The crew were starting to take it seriously at last. The "death" of one of their number had seemed a little too real, despite its obvious artificiality. The tactical officer who had laughed with giddiness earlier was now a sombre, serious individual, and the captain in particular could not refrain a rush of guilt. He realised, then, just how many lives were depending upon him. Perhaps he would be better of in engineering or science... anything but command. Anything but the unbearable, stone cold weight of a hundred lives.

But then, as he began to realise the truth in the artificial situation, a sudden fortitude entered him, and he rose from his dejected position. Anyone watching – as the examiners indeed were – would have seen in his eyes something impressive.

"Open a comm link." He said, and the other officers on the bridge looked up at the sudden harshness in their soft-spoken colleague's voice. He looked around at the silent crewmen, and met each of their eyes in turn. "We may as well go down fighting."
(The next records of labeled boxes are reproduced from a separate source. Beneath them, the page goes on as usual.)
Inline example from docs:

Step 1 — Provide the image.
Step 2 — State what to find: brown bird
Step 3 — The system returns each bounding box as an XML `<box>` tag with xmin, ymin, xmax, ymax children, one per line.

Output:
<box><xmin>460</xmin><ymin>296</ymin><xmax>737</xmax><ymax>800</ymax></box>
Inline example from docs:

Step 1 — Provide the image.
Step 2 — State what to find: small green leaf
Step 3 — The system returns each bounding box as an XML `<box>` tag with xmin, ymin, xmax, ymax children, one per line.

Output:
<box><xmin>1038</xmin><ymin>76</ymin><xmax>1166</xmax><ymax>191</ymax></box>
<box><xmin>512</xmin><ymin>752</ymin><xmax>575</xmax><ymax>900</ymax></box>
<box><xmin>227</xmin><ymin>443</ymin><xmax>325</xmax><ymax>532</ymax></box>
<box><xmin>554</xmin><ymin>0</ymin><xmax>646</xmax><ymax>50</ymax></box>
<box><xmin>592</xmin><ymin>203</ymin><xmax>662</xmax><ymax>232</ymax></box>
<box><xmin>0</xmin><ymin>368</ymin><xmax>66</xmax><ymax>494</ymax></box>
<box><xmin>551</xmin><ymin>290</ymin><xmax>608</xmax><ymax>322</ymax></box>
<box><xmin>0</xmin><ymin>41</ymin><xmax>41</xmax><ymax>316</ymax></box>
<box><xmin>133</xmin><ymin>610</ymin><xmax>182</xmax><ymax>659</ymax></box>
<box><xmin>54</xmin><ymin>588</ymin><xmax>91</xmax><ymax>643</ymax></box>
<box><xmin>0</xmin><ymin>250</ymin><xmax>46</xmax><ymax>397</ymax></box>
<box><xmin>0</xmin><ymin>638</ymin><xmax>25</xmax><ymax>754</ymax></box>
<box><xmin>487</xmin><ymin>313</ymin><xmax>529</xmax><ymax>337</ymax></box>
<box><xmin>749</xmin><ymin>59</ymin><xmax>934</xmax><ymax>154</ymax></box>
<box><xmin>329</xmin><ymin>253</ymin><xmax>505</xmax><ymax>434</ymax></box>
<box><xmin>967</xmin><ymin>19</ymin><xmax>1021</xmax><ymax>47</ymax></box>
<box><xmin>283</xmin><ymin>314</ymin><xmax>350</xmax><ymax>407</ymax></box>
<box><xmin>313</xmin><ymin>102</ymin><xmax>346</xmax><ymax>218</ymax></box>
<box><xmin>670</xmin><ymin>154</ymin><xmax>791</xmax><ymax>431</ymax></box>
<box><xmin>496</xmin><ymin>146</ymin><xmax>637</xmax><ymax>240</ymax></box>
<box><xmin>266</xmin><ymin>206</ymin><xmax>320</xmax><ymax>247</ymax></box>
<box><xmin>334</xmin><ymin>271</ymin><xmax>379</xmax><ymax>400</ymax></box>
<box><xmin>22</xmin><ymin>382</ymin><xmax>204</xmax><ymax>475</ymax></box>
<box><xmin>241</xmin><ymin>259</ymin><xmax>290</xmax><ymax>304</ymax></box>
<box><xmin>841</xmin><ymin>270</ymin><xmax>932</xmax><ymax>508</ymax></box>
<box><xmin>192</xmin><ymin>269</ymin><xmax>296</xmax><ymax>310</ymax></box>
The comm officer nodded and opened a link.

888

The ship's life support, and with it the crew's forlorn hope, was almost gone. Captain Reed knew that the only thing he could do now was to collect what little strength he had left and give it to his young, and soon to be late, crew.

"Sir," the helmsman said, his voice hoarse, "look."

Reed looked at the viewscreen and felt bile rise in his throat. One of the warbirds had opened fire on the long-doomed _Kobayishi Maru_. Reed knew without a doubt that there would be no mercy and, sure enough, the ship burst into a deadly but beautiful green flame. Within moments it had gone, the warbird withdrew, and Reed knew that every one of those two-hundred people, including the fifty children, were now dead. And that, as the warbird turned to add its own firepower to the already battering attack on his own ship, infuriated Malcolm Reed more than anything else.

He stepped forward and laid a hand on his tactical officer's shoulder. The youthful face which looked up at him was full of fear, but Reed's expression was set, sure, and as cold as the vacuum of space.

"Let me take over," he said quietly, "let me take over and I promise you we will escape to tell Starfleet what the Romulans did to those innocent people."

The tactical officer was surprised, for it was probably the longest and most fervent sentence he had ever heard his captain utter. But he rose nonetheless, and found as he did that he was no longer afraid.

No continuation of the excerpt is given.